This is one of those debates that never fully settles. You are sitting with an insurance agent who is enthusiastic about a ULIP, and your mutual fund advisor is equally convinced about SIPs. Both are right — in the right context. Let us cut through the noise.
What Is a ULIP
A Unit-Linked Insurance Plan (ULIP) combines life insurance and investment in a single instrument. A portion of your premium goes towards life cover, and the rest is invested in market-linked funds — equity, debt, or hybrid — of your choice. ULIPs are regulated by IRDAI and come with a mandatory 5-year lock-in period.
What Is a Mutual Fund
A mutual fund is a pure investment product. Your money is pooled with other investors’ money and managed by a professional fund manager. Mutual funds are regulated by SEBI. Most have no lock-in (except ELSS with 3 years), and you can redeem units on any business day for bajaj finance.
Key Differences at a Glance
Purpose: A ULIP serves two goals — protection and investment. A mutual fund is purely for investment. If you want insurance, buy a term plan separately; if you want investments, buy mutual funds. Combining them in a ULIP has trade-offs.
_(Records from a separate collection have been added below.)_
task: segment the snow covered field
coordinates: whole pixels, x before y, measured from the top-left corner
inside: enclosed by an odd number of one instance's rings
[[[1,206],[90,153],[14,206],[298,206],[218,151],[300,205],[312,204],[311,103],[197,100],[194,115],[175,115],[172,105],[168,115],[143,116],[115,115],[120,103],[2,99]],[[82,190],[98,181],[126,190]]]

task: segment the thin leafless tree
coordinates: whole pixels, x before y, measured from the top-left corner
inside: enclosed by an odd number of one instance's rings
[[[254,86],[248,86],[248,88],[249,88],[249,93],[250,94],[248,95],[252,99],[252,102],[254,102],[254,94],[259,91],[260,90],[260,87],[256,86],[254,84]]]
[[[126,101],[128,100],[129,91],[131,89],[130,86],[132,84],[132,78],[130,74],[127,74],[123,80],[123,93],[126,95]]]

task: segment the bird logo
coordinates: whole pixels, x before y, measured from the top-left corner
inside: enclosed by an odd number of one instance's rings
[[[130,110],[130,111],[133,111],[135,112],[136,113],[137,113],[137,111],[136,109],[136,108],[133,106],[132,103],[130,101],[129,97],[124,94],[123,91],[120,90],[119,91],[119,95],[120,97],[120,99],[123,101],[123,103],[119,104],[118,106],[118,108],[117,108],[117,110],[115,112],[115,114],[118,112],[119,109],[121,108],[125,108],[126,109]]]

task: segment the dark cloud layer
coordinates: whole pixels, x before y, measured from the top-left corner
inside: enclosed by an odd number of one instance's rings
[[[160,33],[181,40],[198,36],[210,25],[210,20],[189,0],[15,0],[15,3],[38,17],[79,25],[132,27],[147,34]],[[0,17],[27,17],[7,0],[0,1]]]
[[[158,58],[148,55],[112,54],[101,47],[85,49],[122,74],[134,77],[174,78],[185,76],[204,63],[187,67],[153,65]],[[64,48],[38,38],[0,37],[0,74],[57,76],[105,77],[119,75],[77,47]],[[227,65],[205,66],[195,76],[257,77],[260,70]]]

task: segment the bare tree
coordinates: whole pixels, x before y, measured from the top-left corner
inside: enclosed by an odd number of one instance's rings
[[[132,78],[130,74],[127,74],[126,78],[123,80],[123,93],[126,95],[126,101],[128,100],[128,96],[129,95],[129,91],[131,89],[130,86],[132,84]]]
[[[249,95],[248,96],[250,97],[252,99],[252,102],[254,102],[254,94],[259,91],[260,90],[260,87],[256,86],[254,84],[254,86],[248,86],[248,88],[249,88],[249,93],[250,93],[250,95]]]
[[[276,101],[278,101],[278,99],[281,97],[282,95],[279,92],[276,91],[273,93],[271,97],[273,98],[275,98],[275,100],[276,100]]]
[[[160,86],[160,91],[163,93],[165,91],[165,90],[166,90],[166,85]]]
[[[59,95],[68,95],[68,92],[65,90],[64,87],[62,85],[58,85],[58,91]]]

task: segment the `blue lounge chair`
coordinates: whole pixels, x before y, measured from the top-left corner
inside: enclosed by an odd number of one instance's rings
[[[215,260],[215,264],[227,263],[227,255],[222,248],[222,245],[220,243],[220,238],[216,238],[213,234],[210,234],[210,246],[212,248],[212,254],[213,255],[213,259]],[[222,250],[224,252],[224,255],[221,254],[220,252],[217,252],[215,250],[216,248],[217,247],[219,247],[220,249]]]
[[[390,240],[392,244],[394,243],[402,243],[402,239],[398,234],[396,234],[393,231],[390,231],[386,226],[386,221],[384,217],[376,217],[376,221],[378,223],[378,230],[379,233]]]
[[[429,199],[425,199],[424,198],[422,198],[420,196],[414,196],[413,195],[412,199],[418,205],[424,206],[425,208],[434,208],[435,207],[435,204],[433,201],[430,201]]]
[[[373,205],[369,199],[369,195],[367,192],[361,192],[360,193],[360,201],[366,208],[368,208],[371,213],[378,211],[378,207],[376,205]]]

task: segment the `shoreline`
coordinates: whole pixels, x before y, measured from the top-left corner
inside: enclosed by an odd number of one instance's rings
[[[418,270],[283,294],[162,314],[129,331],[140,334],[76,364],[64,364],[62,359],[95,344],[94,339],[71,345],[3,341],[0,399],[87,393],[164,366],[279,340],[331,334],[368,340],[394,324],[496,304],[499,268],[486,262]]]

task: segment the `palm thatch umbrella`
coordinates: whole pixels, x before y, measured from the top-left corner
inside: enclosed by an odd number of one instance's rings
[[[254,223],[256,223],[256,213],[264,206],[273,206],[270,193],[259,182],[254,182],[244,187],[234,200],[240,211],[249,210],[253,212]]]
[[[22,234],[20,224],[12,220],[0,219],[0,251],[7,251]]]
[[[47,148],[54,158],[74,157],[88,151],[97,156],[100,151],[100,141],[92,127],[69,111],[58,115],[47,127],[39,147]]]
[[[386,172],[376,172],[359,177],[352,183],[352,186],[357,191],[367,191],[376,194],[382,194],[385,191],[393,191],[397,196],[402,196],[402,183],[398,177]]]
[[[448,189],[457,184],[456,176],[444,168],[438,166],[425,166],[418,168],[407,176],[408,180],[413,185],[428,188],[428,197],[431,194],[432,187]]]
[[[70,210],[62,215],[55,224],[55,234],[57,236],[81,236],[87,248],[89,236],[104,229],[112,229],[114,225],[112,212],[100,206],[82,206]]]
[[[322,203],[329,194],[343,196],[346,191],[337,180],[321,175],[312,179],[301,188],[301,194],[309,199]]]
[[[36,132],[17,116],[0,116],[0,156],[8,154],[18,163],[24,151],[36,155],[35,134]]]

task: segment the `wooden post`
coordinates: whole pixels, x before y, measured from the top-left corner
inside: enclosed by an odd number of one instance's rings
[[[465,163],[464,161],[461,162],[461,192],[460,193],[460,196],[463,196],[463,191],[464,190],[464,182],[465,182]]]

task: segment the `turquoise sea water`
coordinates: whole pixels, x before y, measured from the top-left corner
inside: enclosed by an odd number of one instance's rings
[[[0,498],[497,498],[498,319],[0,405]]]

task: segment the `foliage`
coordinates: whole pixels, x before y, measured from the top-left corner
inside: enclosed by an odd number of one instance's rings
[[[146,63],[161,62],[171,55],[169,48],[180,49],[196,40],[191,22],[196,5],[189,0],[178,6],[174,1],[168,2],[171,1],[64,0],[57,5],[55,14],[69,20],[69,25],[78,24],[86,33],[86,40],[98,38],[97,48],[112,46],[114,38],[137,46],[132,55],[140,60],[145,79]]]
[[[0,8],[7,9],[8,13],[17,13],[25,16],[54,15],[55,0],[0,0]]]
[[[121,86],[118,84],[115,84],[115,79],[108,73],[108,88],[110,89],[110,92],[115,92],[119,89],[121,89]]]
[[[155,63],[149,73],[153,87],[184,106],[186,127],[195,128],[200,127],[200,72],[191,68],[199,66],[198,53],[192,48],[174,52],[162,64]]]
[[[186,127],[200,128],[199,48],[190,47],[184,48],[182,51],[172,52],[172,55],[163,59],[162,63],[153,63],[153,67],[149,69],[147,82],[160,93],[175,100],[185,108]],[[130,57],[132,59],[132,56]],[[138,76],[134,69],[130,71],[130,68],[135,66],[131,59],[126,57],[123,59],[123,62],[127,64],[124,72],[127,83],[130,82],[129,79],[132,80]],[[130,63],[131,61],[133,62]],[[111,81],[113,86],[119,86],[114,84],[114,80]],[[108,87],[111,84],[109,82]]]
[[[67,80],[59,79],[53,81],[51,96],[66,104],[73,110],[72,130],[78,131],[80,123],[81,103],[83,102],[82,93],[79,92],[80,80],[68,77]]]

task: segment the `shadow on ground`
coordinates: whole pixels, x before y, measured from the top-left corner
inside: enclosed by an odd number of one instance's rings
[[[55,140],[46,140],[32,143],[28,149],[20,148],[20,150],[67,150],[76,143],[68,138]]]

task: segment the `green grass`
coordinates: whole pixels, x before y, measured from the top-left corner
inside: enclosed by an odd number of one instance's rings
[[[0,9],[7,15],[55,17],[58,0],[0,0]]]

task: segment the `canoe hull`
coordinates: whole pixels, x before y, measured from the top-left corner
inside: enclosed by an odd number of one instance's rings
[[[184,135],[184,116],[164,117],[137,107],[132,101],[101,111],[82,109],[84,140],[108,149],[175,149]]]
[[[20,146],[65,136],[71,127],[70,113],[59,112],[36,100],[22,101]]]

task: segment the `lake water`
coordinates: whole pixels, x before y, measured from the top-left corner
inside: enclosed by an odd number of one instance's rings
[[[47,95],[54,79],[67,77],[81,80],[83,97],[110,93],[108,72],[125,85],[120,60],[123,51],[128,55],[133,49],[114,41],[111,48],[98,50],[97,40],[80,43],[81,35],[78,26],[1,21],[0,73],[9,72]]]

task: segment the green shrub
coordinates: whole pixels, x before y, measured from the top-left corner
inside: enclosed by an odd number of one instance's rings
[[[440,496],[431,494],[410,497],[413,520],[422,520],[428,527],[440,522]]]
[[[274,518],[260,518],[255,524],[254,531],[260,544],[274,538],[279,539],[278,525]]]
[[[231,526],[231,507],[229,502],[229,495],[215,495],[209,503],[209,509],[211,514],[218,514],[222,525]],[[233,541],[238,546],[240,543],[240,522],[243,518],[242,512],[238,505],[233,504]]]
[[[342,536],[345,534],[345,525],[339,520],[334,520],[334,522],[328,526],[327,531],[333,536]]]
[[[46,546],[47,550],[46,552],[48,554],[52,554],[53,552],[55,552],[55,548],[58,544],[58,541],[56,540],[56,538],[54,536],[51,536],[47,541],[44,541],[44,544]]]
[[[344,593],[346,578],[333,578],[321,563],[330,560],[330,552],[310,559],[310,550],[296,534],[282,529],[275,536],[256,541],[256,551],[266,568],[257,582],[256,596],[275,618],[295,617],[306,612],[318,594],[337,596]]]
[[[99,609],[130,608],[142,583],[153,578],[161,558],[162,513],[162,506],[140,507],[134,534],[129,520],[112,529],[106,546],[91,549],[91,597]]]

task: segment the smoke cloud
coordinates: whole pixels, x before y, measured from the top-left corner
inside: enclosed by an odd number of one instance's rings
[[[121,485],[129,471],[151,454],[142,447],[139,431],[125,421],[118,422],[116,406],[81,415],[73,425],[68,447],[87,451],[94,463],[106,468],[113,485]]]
Cost: ULIPs have premium allocation charges, fund management charges, mortality charges, and policy administration charges. Charges have reduced due to IRDAI regulation, but mutual funds — particularly direct plans — remain leaner on total expense ratios.
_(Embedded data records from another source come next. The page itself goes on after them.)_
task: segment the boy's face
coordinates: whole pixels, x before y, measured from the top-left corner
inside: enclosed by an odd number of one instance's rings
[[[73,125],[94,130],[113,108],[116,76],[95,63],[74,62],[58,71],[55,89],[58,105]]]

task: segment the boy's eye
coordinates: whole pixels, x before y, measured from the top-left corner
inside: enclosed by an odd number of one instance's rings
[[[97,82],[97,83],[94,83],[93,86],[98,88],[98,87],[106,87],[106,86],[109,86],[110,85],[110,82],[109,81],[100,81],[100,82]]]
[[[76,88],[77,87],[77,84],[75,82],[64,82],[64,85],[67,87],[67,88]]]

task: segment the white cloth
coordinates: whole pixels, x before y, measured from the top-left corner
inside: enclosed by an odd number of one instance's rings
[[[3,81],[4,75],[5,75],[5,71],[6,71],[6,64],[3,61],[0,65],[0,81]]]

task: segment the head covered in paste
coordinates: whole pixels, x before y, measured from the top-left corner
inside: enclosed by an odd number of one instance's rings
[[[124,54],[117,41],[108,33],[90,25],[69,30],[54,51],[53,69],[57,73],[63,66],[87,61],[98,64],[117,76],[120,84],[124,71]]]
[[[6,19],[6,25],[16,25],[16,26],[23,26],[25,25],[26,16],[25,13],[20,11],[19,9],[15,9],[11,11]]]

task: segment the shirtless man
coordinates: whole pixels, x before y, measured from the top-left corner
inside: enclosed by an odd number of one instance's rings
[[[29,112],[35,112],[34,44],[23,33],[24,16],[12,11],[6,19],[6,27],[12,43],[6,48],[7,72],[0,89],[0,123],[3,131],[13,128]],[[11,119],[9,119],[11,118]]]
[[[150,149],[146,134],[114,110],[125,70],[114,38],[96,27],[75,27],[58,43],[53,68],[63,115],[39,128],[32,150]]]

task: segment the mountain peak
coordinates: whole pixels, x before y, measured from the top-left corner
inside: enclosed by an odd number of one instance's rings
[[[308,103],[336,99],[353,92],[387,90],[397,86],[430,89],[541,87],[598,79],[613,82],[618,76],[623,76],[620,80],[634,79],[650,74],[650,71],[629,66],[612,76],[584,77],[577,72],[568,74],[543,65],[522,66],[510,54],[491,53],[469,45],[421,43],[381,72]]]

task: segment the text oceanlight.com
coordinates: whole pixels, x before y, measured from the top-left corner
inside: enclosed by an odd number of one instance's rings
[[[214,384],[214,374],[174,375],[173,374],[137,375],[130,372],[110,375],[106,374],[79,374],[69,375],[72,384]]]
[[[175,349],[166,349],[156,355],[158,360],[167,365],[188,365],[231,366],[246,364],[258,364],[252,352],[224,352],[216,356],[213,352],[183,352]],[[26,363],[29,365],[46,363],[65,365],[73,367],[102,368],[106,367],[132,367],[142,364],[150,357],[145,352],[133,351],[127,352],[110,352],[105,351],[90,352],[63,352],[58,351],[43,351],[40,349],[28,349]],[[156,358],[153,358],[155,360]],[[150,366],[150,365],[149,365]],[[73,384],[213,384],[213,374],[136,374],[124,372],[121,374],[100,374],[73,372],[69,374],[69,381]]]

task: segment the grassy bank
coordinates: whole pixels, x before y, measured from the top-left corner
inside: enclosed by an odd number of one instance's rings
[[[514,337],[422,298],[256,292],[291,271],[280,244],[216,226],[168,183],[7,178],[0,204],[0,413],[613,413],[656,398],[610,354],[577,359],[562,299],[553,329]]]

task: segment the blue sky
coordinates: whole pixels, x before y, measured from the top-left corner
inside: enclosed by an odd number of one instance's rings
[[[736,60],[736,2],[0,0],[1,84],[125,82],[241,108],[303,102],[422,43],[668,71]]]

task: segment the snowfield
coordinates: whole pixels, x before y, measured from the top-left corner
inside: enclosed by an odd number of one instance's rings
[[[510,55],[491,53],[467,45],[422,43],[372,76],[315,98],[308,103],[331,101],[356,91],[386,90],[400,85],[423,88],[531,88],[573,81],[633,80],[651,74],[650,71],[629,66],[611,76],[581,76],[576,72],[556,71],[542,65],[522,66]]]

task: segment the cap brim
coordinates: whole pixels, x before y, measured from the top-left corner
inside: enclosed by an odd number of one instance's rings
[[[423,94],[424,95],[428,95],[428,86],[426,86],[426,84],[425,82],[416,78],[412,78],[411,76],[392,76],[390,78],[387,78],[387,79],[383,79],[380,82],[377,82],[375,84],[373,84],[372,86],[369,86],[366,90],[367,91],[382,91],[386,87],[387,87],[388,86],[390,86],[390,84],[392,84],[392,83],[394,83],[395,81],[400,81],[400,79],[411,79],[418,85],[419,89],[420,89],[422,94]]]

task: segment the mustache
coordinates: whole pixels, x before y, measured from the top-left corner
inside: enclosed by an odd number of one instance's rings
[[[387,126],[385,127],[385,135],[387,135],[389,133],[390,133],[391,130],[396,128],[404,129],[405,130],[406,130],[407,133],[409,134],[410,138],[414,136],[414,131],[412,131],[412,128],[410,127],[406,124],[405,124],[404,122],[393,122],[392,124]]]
Flexibility: Mutual funds win clearly. No lock-in (except ELSS), easy redemption, easy switch. ULIPs offer fund-switching within the policy, but the 5-year lock-in limits liquidity.
Tax: ULIP maturity proceeds are tax-free under Section 10(10D) subject to conditions. Equity mutual fund long-term capital gains above Rs. 1 lakh are taxed at 10%. ELSS offers Section 80C deductions.
The Borrowing Angle
Here is something many investors miss. Both ULIPs and mutual funds can be used as collateral for a loan without surrendering the investment.
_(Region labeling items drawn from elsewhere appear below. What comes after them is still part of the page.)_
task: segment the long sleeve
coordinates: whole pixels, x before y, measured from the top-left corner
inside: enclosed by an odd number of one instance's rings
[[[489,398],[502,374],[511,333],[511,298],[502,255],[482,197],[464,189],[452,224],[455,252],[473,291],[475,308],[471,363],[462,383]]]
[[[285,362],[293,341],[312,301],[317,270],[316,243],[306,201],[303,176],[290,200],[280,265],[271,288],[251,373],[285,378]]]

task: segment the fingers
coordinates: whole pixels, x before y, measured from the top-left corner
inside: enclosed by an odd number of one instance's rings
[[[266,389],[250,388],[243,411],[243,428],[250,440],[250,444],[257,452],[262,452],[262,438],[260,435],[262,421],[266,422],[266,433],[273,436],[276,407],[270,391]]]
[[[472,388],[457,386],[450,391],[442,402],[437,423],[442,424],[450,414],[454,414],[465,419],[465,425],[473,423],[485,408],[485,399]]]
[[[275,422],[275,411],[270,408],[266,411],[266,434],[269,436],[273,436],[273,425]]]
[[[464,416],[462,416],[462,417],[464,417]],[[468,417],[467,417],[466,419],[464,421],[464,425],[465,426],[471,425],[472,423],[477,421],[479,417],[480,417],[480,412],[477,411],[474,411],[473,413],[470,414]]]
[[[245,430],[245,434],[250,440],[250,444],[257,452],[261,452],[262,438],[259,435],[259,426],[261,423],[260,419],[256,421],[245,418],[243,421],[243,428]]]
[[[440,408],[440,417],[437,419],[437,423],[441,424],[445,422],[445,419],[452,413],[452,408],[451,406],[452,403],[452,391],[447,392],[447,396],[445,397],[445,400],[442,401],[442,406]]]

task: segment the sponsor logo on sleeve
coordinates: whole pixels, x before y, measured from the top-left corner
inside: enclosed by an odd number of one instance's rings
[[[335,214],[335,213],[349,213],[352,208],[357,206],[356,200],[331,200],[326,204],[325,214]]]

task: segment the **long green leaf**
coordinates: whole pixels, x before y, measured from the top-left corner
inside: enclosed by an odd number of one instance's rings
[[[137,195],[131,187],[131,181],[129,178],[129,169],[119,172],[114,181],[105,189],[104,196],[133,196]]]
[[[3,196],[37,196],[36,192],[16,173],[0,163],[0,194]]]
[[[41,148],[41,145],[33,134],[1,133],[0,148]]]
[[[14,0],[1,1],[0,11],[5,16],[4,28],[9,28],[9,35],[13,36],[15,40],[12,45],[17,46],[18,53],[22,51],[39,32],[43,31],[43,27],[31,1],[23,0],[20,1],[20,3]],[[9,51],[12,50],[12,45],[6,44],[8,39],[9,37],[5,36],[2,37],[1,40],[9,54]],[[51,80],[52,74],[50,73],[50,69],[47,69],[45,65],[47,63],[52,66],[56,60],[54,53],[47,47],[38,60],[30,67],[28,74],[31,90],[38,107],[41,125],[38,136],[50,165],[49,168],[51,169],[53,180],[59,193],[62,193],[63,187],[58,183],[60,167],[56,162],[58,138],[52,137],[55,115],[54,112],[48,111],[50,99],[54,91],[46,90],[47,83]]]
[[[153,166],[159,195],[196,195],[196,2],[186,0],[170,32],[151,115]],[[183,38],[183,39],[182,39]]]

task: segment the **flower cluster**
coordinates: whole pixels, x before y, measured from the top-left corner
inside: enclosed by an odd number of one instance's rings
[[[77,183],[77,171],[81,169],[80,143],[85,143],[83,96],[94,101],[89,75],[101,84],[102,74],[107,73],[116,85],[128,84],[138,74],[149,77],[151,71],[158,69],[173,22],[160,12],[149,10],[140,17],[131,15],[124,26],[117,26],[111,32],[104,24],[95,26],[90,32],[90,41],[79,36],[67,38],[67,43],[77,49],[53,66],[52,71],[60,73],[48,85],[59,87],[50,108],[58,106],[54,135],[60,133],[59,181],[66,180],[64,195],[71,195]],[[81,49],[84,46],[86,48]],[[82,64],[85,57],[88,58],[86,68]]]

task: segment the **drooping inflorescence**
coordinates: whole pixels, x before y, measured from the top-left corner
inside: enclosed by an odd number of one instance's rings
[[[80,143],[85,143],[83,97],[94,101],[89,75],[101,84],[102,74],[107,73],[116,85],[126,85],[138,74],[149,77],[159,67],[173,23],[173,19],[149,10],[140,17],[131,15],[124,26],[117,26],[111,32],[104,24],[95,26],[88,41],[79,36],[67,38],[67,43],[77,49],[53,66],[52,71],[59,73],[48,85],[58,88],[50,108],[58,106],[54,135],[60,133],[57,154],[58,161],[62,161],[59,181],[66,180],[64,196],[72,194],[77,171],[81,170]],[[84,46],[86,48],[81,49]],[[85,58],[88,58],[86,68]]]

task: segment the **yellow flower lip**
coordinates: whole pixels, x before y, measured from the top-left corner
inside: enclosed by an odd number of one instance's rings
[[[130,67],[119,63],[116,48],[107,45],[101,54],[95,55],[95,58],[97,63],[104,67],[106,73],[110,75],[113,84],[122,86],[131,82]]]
With Bajaj Finance, you can take a loan on mutual funds by pledging your units. The fund continues earning returns while you access liquidity against its value. Similarly, you can take a loan against mf policy once it has built adequate surrender value — typically after 3 to 5 years of premium payments.
This is particularly valuable during market downturns. If you have a ULIP or mutual fund portfolio and suddenly need cash, you do not have to redeem at a loss. Pledge the investment, borrow against it, preserve your long-term position, and repay when markets recover.
Which One Should You Choose
If your primary need is life cover: buy a pure term insurance plan. Maximum cover at minimum cost.
If your primary need is wealth creation: invest in mutual funds. Better transparency, lower costs, greater flexibility.
If you want both in a single product and are comfortable with a 5-year commitment: a ULIP from a reputed insurer can work, especially one with low charges and a good fund track record.
Most financial advisors today recommend keeping insurance and investment separate. Buy term for protection, invest in mutual funds for growth. Both products, when held for the long term, have the added advantage of being usable as collateral for borrowing — and that optionality is worth considering when building your financial portfolio.